Aussie Rom-Com Walks Delicate Balance In Depiction Of Mental Illness

It seems these days that the standard romantic-comedy has been so overdone that new sub-genres are emerging. Take the new film, director Luke Eve’s I Met A Girl, a sweet rom-com that fits into the ‘mental/physical health rom-com’ sub-genre occupied by films like The Fault in Our Stars or It’s Kind Of A Funny Story. The rewards of this genre are multiplied by the odds the subjects are facing but the risks are multiplied as well, it can be VERY hard work to make sure a mental or physical illness is portrayed correctly on screen, with the right level of respect given to what’s going on with the characters without making everything dreadfully serious. By and large, I Met A Girl accomplishes this task. Devon is a schizophrenic whose life spirals out of control after he stops medicating so that he can be more “present” in life, specifically at his brother’s wedding. He’s got all of the pieces to make his life a happy one but can’t seem to put them together without the medicine that will, he thinks, take him out of feeling life itself. The main problem is that when he’s off his medicine he has two voices in his head pushing him to both hate himself and take risks that he shouldn’t. One such incident sees him going off a roof only to end up being cared for by a beautiful and almost too perfect woman named Lucy. When Lucy doesn’t show up to meet his brother (who is now convinced Lucy is a delusion) Devon heads out to find her and prove his perfect woman is real.

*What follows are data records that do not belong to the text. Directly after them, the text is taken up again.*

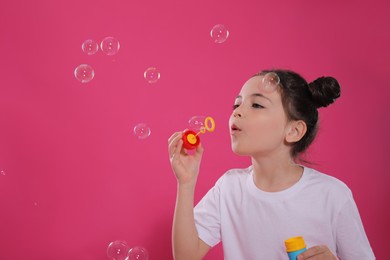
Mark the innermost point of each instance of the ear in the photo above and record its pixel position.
(295, 131)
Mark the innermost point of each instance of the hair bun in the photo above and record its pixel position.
(324, 90)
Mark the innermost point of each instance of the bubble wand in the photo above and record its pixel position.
(191, 139)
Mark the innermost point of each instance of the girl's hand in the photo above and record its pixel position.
(317, 253)
(185, 166)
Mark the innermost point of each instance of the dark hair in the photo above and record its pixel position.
(301, 101)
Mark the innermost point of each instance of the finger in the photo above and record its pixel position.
(312, 251)
(199, 151)
(173, 141)
(173, 136)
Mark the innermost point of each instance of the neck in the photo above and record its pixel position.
(274, 174)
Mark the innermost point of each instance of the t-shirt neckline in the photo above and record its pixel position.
(260, 194)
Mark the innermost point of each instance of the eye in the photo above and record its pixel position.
(255, 105)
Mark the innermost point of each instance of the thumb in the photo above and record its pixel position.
(199, 152)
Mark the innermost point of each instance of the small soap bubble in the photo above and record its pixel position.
(137, 253)
(152, 75)
(110, 46)
(84, 73)
(219, 33)
(270, 82)
(90, 47)
(117, 250)
(196, 123)
(142, 131)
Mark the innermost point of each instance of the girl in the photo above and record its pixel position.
(253, 210)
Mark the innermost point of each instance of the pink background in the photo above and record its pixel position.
(75, 177)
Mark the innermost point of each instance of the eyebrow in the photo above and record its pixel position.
(256, 95)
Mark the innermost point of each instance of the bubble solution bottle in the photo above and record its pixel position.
(294, 247)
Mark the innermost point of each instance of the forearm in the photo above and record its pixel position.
(185, 239)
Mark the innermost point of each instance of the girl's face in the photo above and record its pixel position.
(258, 124)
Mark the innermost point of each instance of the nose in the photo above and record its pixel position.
(237, 114)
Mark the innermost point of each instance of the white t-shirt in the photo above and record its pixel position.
(253, 224)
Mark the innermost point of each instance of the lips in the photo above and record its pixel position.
(234, 129)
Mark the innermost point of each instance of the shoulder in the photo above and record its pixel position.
(326, 183)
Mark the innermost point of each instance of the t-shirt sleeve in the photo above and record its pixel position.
(352, 242)
(207, 216)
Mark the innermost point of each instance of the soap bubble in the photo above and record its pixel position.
(84, 73)
(270, 82)
(142, 131)
(137, 253)
(152, 75)
(117, 250)
(90, 47)
(110, 46)
(196, 122)
(219, 33)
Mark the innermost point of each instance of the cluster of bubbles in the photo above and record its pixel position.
(119, 250)
(109, 46)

If this sounds like a movie that could easily go off into the “way too sweet and convenient” then you’re not alone, I was expecting just that. However, the film does a few things that keep it from falling into those tropes and you end up with an enjoyable if not somewhat predictable film. The main danger with a film like this is its portrayal of a man who’s a possible danger to himself and others when off his meds going off and having a life-changing adventure. Admirably the film makes it clear that going pill-free wasn’t a great idea and has real consequences. Brenton Thwaites, who plays Devon, does well with the role and excels in showing the truth of Devon’s manic episodes, as well as both his hope and wonder at life off meds and his terror at the numbing life he’ll have to face when on them. Lily Sullivan (Lucy) uses the role to make herself known to the international audience, it’s clear we will see more of her on the world stage very soon, there’s an ease with which she delivers her lines which lends to the dreamy nature of her character and really plays into the “is she or isn’t she real” aspect of it all. I mentioned the movie was predictable but I have to give credit where credits due and shine a light on the places where this isn’t the case…specifically in the one place where the happy-ever-after was crafted and waiting for them. The filmmakers take a route you won’t be expecting but manage to deliver it in a satisfying way that keeps you feeling fulfilled if not slightly surprised.